When it comes to accidents, most times the people involved have pre-existing conditions. The goal with subsequent medical treatment is to return you to the baseline that you were at prior to the crash. For example, if a pre-existing medical condition had you at a level 3 on the pain scale from 1 - 10, and after the crash you reach a 6 on a daily basis, we would want to settle your claim for the medical treatment needed to return you to your baseline pain level of a 3. We are able to work with a variety of pre-existing conditions to make sure you get a settlement and are back to feeling like your normal self.
How can you pay your medical bills until you get your settlement?
In most cases, your medical bills are paid in part or in full by your Personal Injury Protection insurance. If there is any amount that isn’t covered by this plan, your private insurance should pay the additional costs. Your private insurance will take a statutory lien on your case, which means that they will be repaid at the closing of the settlement. If you do not have medical insurance or you’re using providers that are outside of your insurance coverage, you can choose to either pay out of pocket or the provider can take out a lien on the proceeds of your case. For the latter option, your attorney will give your provider a Letter of Protection, ensuring that the attorney will pay them first out of any proceeds garnered.
What if the accident happened on the job?
Even if you were in an accident while on the job, you still have the ability to make a claim against the at-fault party for your injuries. In these situations, your Workers’ Compensation insurance will operate in place of your Personal Injury Protection insurance, by taking out a statutory lien.
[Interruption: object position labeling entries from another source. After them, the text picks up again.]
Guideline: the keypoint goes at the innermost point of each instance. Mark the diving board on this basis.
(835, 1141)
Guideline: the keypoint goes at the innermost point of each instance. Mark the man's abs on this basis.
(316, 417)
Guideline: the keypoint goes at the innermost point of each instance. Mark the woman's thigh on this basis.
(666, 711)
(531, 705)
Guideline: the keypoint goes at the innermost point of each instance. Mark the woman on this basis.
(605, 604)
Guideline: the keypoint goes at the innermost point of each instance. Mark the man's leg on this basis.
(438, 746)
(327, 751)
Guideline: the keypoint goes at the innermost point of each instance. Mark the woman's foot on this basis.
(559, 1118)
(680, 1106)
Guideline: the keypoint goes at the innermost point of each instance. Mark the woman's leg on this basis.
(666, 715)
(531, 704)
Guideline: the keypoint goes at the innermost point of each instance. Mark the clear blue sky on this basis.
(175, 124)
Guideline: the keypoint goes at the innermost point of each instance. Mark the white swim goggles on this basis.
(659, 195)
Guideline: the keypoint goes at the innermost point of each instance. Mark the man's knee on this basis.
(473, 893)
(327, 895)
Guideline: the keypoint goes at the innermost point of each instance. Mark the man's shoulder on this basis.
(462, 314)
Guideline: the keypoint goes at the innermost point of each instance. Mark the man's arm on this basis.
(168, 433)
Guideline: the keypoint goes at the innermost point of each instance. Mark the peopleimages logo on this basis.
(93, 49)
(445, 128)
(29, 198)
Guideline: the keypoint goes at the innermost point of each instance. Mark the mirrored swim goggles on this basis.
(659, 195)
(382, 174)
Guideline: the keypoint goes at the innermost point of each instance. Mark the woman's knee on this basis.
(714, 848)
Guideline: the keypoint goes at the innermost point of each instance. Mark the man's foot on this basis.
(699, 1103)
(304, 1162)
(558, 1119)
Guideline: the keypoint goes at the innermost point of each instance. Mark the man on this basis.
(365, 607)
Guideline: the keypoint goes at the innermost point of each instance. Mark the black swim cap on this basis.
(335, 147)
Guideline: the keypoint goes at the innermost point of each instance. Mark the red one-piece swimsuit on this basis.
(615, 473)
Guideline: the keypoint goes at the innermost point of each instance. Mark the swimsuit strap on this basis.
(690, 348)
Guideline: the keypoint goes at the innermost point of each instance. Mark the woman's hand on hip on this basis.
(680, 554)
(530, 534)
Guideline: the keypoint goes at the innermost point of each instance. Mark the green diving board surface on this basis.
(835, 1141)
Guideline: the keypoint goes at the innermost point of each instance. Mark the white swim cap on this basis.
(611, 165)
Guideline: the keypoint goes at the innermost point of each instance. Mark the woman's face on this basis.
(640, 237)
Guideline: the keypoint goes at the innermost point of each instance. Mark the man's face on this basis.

For these cases in particular, both you as well as the insurance company will receive funds, and you can make a Personal Injury claim on top of any Workers’ Compensation claim that you file.
How can you pay for an attorney for your personal injury claim?
Generally, attorneys are paid through a contingency fee, which means that the attorney does not get paid until you receive a settlement. With a contingency fee, there are upfront costs that are provided to you, such as record fees, deposition fees, and expert fees. These will be reimbursed to you, and you won’t pay anything else until the case is resolved.